The Government Digital Service has more than doubled in size over the last three years to around 860 employees, its director general has revealed.
Speaking on the latest episode of the GDS podcast, Kevin Cunnington said the innovation agency’s new structure had enabled it to be more forward thinking.
But he admitted it had taken “much longer than I thought it would to get to a point where I’ve got the same quality of thinking time that I had [in the Department for Work and Pensions].”
Cunnington served as director of general business transformation at DWP, where he said he was able to dedicate more of his time to strategy, for more than two years before taking over the reins of GDS in August 2016.

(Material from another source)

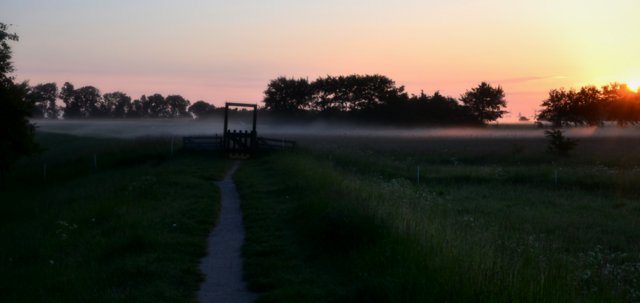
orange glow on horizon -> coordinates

“It’s taken the nearly three years I’ve been here to get to a point where I think I’ve now got the right structures and management team in place to free up time to think about what is our 2030 vision,” he said.
As the head of GDS, Cunnington has been tasked with improving the way government uses technology. But in March he warned MPs that Whitehall departments apply an “if it ain’t broke don’t fix it” approach to insecure and outdated IT.
“Legacy IT costs more to secure and it’s more difficult to secure,” Cunnington told the science and technology select committee. “It is a real security concern that we move away from legacy to things that are more modern.”
In evidence submitted to the committee’s inquiry into GDS’s work earlier this year, the tech trade body TechUK wrote that “the current and future mission of GDS needs clarifying to the tech industry”.